Every morning, before I go to work, I pour some coffee and sit on the right side of my three-cushion couch. It’s a deliberate spot where I can place my cup on a table barely an arm’s reach away and rest my laptop on the sofa’s right armrest. You see, I need my lap free.
For a long time, there was some variation of this habit, but it wasn’t until the last six months or so that Caesar, my almost 11-year old cat, made it a necessary daily occurrence. He follows me around my apartment every morning, going from room-to-room with the occasional “meow” to let me know he’s right beside me. Before my coffee I’m always in my bedroom getting dressed, and he lags a little behind me when I go to kitchen, then couch.
But pretty much without a doubt, as soon as I plop down and the “clunk” of ceramic mug hits wooden table, he’s bounding down a short hallway, tail up and loose flap of furry skin bouncing back and forth between his legs. Onto my lap he goes.
It’s from this perch that we both start our day, me handling email or taking notes for the stories you’ve read here or on Good Beer Hunting. He’s spinning around, making sure to get the perfect angle from which his chin can dangle so-slightly off my left knee.
For the next 30 minutes, I’m pouring over spreadsheets or interviews, trying to make narrative sense from a collection of data and reporting. I’d venture a guess that most of my stories have started not just with a keystroke on my computer, but also Caesar curling up, ready for his early morning nap.
At night, he joins me when my coffee is replaced by a beer, and if I’m lucky, my wordsmithing is accompanied by the rhythmic sound of his purrs, helping my mind relax and fingers dance across letters. We’re a team, but he doesn’t know it.
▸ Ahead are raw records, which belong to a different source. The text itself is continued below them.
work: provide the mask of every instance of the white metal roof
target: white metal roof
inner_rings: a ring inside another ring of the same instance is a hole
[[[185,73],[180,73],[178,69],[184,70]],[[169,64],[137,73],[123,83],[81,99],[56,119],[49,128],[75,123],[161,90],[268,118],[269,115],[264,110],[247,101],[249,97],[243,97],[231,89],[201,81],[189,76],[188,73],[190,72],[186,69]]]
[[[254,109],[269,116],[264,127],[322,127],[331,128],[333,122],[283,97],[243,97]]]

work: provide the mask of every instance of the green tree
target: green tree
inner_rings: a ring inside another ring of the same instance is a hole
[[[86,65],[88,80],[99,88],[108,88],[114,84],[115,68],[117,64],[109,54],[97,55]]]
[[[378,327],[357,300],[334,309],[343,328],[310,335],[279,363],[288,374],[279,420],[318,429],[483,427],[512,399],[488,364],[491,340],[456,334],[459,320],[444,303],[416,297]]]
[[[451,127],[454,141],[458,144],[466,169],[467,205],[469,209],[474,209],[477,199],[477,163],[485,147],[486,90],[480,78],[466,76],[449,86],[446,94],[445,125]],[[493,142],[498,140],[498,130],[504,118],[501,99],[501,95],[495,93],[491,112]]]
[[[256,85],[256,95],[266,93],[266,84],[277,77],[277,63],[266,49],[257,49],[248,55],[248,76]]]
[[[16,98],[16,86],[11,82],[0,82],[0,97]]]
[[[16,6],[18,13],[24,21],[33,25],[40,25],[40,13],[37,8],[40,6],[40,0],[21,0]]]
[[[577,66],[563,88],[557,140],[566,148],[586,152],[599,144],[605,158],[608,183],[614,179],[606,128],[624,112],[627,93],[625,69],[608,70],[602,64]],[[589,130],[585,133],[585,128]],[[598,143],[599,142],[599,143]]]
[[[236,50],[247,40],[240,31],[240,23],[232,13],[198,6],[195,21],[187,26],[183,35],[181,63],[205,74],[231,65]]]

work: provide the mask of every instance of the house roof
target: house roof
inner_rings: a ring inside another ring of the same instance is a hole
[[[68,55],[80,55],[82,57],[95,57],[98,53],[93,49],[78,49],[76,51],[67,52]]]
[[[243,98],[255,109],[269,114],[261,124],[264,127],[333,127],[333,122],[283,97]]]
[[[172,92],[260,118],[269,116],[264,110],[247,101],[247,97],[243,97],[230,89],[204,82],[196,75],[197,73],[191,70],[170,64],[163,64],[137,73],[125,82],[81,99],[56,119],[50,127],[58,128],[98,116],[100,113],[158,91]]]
I’ve had an oddly high number of conversations recently with people who want to know if I’m a “dog person” or a “cat person,” as if that minor descriptive footnote is indicative of who I am or what I can offer. I’m not sure what they glean from my response, or what they care to automatically assume when I tell them I have a cat, for a variety of practical life reasons. I love dogs, I love cats, I love animals. I’d love to see the face of someone when I tell them I’m a “wasp person” or “hippo person.” The particular kind of four-legged creature doesn’t matter so much as our willingness to show care and love.
Are you an “empathy person?” is what I should ask in response.
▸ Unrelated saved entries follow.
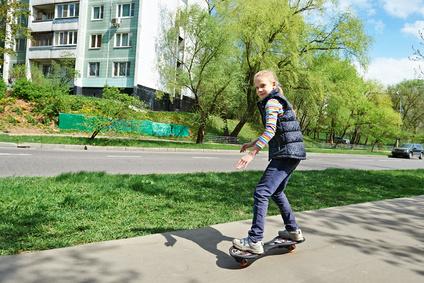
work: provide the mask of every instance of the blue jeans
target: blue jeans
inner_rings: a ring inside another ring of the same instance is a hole
[[[269,198],[277,203],[286,230],[294,231],[298,228],[289,200],[284,194],[284,189],[299,163],[300,160],[298,159],[284,158],[272,159],[268,164],[253,196],[253,220],[252,227],[249,230],[249,239],[253,242],[261,241],[263,238]]]

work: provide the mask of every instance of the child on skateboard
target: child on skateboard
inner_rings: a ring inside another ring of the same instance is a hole
[[[276,75],[269,70],[260,71],[254,77],[254,84],[265,131],[256,140],[243,144],[240,152],[248,148],[252,150],[237,162],[236,168],[246,168],[267,144],[270,162],[255,189],[252,227],[248,236],[234,239],[233,245],[242,251],[262,254],[269,198],[277,203],[285,224],[285,230],[279,231],[279,236],[296,242],[304,239],[284,189],[297,165],[306,159],[306,153],[296,114],[284,97]]]

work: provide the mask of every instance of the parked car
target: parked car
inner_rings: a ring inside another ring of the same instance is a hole
[[[392,149],[393,157],[412,158],[414,156],[417,156],[419,159],[423,159],[423,154],[423,146],[417,143],[405,143],[399,147],[395,147]]]
[[[335,143],[342,143],[342,144],[350,144],[349,139],[345,139],[345,138],[342,138],[342,137],[334,137],[334,142]]]

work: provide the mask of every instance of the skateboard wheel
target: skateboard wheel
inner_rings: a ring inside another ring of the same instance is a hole
[[[292,252],[295,248],[296,248],[296,245],[290,245],[290,246],[287,247],[287,250],[289,252]]]
[[[248,265],[249,265],[249,261],[247,259],[243,258],[242,260],[240,260],[240,267],[241,268],[246,267]]]

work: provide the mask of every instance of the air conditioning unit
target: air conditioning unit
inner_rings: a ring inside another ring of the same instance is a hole
[[[113,18],[112,19],[112,26],[119,28],[121,25],[121,18]]]

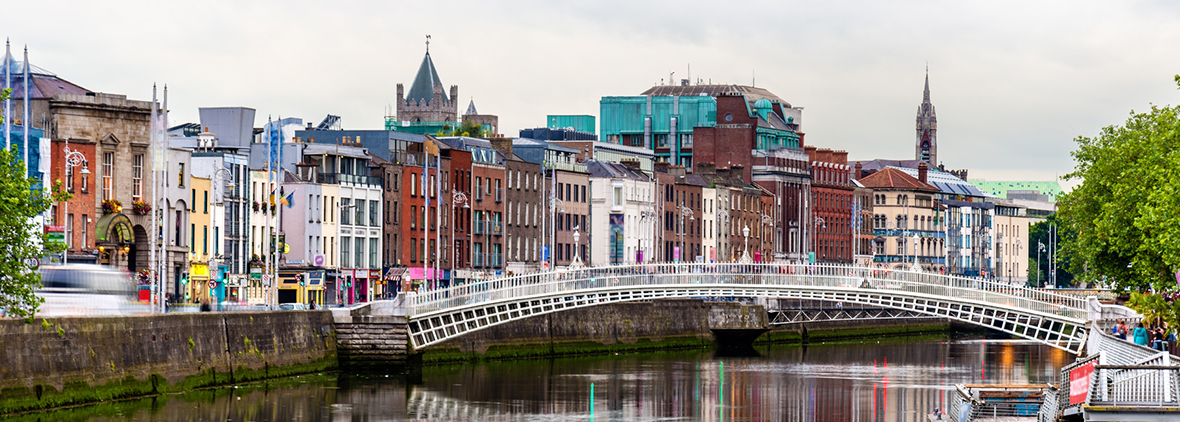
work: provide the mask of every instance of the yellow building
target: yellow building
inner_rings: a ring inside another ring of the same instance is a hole
[[[210,263],[213,257],[212,227],[213,203],[209,197],[211,181],[204,177],[192,177],[189,189],[189,283],[186,291],[186,302],[212,303],[210,300],[210,280],[215,276],[216,263]]]

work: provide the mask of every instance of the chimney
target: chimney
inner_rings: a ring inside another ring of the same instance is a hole
[[[697,174],[702,176],[717,174],[717,165],[713,163],[697,163]]]
[[[643,173],[643,169],[639,167],[639,160],[620,160],[619,164],[622,164],[627,170],[631,170],[637,174]]]
[[[488,142],[492,144],[492,149],[505,157],[512,157],[512,138],[488,138]]]
[[[668,174],[671,174],[676,177],[684,177],[684,174],[685,174],[684,166],[680,166],[680,165],[671,166],[668,168]]]
[[[918,163],[918,181],[926,183],[926,162]]]
[[[860,162],[858,161],[856,163],[856,173],[852,173],[856,180],[860,180],[865,177],[863,170],[861,170],[862,168],[864,168],[864,166],[860,165]]]
[[[667,174],[668,168],[671,166],[672,166],[672,163],[669,163],[667,161],[657,161],[656,162],[656,173]]]

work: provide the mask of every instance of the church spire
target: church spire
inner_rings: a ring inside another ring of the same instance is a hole
[[[922,104],[918,106],[915,122],[917,139],[914,141],[914,159],[938,166],[938,117],[934,104],[930,103],[930,65],[926,65],[926,83],[922,89]]]
[[[930,102],[930,65],[926,65],[926,89],[922,91],[922,102]]]

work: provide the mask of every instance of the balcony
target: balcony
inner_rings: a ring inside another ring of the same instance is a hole
[[[494,220],[475,220],[475,230],[472,234],[485,234],[493,236],[504,235],[504,224]]]
[[[384,186],[383,180],[380,177],[374,176],[358,176],[355,174],[343,173],[320,173],[316,175],[316,183],[338,185],[341,183],[349,183],[354,185],[369,185],[381,187]]]
[[[473,267],[475,268],[500,268],[504,266],[504,257],[498,253],[475,253],[472,254]]]
[[[504,202],[504,188],[496,188],[496,202]]]

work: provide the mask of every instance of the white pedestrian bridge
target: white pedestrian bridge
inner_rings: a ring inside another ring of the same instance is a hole
[[[415,349],[567,309],[654,299],[752,297],[834,301],[944,317],[1077,354],[1086,346],[1089,322],[1110,313],[1096,299],[993,280],[781,263],[580,267],[404,296]]]

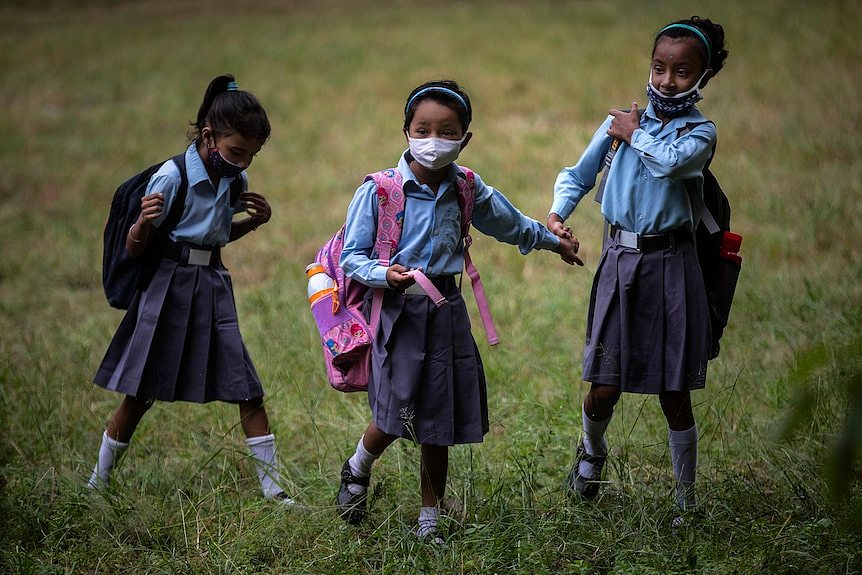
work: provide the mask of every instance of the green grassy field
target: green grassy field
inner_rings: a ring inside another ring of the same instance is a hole
[[[727,32],[730,57],[700,108],[745,237],[723,352],[693,395],[697,519],[669,528],[654,398],[621,401],[603,496],[562,492],[600,248],[588,199],[570,220],[584,268],[477,234],[502,343],[489,348],[477,327],[491,431],[451,452],[464,514],[448,545],[410,533],[418,449],[406,442],[375,466],[368,521],[344,525],[337,474],[368,408],[325,383],[303,269],[363,176],[396,162],[410,89],[464,85],[475,119],[463,163],[544,220],[556,174],[607,110],[645,105],[654,31],[692,13]],[[0,572],[862,570],[859,3],[32,2],[4,3],[0,22]],[[225,260],[302,510],[259,499],[229,405],[155,406],[112,488],[84,487],[119,401],[90,384],[122,317],[100,285],[111,195],[185,147],[224,72],[273,125],[249,175],[274,217]]]

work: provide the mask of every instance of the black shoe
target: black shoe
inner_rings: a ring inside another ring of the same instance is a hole
[[[341,487],[335,503],[338,506],[338,515],[350,523],[358,525],[365,519],[365,502],[368,499],[368,483],[371,477],[356,477],[350,471],[350,460],[344,462],[341,467]],[[365,487],[362,493],[351,493],[348,485],[361,485]]]
[[[587,453],[587,450],[584,448],[584,442],[581,440],[578,443],[578,451],[575,456],[575,463],[572,465],[571,471],[569,471],[568,477],[566,477],[566,488],[573,498],[580,499],[595,499],[599,494],[599,487],[601,486],[602,479],[602,468],[605,466],[605,460],[607,456],[603,455],[590,455]],[[594,469],[598,471],[595,479],[584,477],[578,472],[578,467],[581,461],[586,461],[590,465],[593,466]]]

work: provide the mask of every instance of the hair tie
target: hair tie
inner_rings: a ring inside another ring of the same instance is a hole
[[[406,116],[407,112],[410,111],[410,105],[416,100],[416,98],[418,98],[422,94],[427,94],[428,92],[443,92],[444,94],[449,94],[450,96],[458,100],[458,102],[460,102],[461,106],[464,107],[464,111],[467,112],[468,116],[471,115],[470,107],[467,106],[466,100],[464,100],[464,98],[462,98],[458,92],[450,90],[449,88],[444,88],[443,86],[428,86],[427,88],[422,88],[421,90],[413,94],[413,96],[409,100],[407,100],[407,105],[404,106],[404,115]]]
[[[659,31],[658,36],[656,36],[656,40],[658,40],[658,37],[661,36],[665,32],[665,30],[670,30],[671,28],[682,28],[683,30],[694,32],[695,34],[697,34],[698,38],[703,40],[703,43],[706,45],[706,67],[709,68],[709,65],[712,61],[712,45],[709,43],[709,40],[707,40],[706,34],[701,32],[694,26],[689,26],[688,24],[669,24]]]
[[[231,81],[227,83],[227,90],[225,92],[236,92],[238,90],[239,87],[236,85],[236,82]]]

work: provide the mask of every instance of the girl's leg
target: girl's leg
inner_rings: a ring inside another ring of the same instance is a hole
[[[396,439],[396,436],[383,433],[374,423],[369,423],[356,444],[356,451],[344,462],[336,504],[345,521],[356,525],[365,518],[371,466]]]
[[[599,493],[598,481],[608,455],[605,431],[619,399],[619,387],[595,383],[584,398],[581,417],[583,439],[578,445],[575,464],[567,482],[571,490],[585,499],[592,499]]]
[[[676,503],[680,509],[697,505],[694,483],[697,475],[697,424],[691,408],[691,394],[666,392],[659,395],[662,411],[668,425],[673,474],[676,478]]]
[[[423,445],[420,465],[422,508],[419,510],[419,537],[431,537],[437,533],[440,518],[440,501],[446,491],[446,476],[449,471],[449,448],[445,445]]]
[[[278,472],[278,454],[275,448],[275,435],[269,432],[269,418],[263,407],[262,399],[242,401],[239,404],[242,430],[245,432],[246,445],[254,459],[260,489],[266,499],[278,499],[292,505],[293,499],[281,487]]]
[[[126,396],[114,412],[107,429],[102,433],[102,444],[99,446],[99,459],[93,468],[93,473],[87,481],[87,487],[97,488],[108,485],[111,481],[111,471],[114,465],[126,452],[132,434],[138,427],[141,418],[152,405],[148,401]]]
We’ve all got friends who join us at the bar or taproom, sharing stories and reflecting on the days leading up to that particular meeting. Those conversations could be full of important life updates or a simple bullshit session between people who embrace how easy that can be.
But every morning, one of the most important friends I’ve made says nothing at all. Letting me get to work while he dreams about birds or treats or whatever it is I’ll never know but would love to make up. We’re both waiting for our return session, mere hours away.